Last year, the Australian Government changed the law requiring overseas merchants to collect GST on all items under $1000 whereas previously there was no requirement to do so. Now, having predicted they would collect some AUS$70 million in the entire first year from marketplace imports, tax collecting has already raked in AUS$81 million from the first quarter revised predictions of collecting well over AUS$200 million GST taxes for the full year are expected.
Partly the massive tax deluge has come from compliance – eBay for instance are automatically adding on GST and collecting it on all marketplace imports to Australia and this must have raised the expected 70% to 75% of sellers dodging the tax. It was only expected that 25% to 30% would actually comply. The rest is down to Australian’s willingness to purchase cross border and paying GST on their overseas purchases doesn’t appear to have dented their appetite.

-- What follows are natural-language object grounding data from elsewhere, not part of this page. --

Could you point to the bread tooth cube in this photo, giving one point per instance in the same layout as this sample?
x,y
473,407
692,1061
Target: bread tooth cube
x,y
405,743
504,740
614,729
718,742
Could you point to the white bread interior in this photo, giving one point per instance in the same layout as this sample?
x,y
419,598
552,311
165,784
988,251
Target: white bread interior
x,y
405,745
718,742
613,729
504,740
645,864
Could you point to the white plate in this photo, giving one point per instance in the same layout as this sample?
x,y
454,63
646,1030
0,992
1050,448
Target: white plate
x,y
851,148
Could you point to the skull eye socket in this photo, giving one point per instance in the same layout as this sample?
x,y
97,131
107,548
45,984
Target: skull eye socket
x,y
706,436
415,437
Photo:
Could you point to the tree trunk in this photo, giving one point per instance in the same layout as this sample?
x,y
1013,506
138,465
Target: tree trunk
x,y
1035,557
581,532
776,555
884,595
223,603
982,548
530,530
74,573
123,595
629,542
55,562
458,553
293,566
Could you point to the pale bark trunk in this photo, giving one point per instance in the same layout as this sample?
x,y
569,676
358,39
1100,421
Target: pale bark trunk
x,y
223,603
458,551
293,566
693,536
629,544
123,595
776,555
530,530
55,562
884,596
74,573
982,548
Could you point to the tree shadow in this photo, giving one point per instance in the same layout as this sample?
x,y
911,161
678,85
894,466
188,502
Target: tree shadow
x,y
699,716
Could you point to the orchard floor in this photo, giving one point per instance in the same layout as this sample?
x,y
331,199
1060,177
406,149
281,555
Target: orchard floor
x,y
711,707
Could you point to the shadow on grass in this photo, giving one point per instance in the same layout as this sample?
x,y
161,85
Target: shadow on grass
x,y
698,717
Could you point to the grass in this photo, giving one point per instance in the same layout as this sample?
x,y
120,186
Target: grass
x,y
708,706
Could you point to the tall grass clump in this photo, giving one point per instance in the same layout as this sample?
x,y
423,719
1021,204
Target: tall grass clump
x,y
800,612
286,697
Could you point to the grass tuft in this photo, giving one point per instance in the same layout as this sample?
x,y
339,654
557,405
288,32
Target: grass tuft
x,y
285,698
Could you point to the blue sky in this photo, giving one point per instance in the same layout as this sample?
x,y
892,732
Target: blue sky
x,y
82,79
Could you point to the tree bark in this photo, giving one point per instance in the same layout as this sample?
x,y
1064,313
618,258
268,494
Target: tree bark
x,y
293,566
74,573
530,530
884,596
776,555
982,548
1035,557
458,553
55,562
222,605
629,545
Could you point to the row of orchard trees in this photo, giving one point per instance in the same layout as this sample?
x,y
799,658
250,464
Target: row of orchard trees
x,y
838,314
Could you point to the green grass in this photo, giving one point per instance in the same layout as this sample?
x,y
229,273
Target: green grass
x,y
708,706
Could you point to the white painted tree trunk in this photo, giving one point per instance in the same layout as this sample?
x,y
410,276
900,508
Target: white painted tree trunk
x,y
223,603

The Australian Taxation Office has confirmed that all the major platforms have followed eBay’s steps and signed up to collect GST. They are following up on the few yet to put compliance in place. The policy of charging GST on marketplace imports came from local retailers complaining that they had to pay domestic sales tax and it wasn’t fair that overseas sellers could undercut them.
While eBay was quick to comply, Amazon took a different tactic and initially blocked Australians from buying globally saying it was too complex to collect tax. By November, just in time for Black Friday, Amazon recanted and opened up global sales allowing Australians to shop from overseas Amazon sites once again.
There are two lessons to learn from the Australian Taxation Office’s insistence that GST is collected on marketplace imports. Firstly, if you’re selling internationally then you should be marketing to Australians as paying 10% tax hasn’t put them off from cross border shopping. Secondly, it’s likely that other countries around the world have been watching Australia and at some point in the future they may too scrap de miniums thresholds and also insist that local sales taxes are collected by overseas merchants.
While in the UK…….
……we’re watching the tumbleweeds roll by on ebay and wondering if the 3 Stooges, the Chuckle Brothers or Del & Rodney Trotter could do a worse job of negotiating Brexit.
New Zealand likely to introduce later this year, reversing their current de minimis (~NZ $400). Hopefully it won’t dampen demand there either.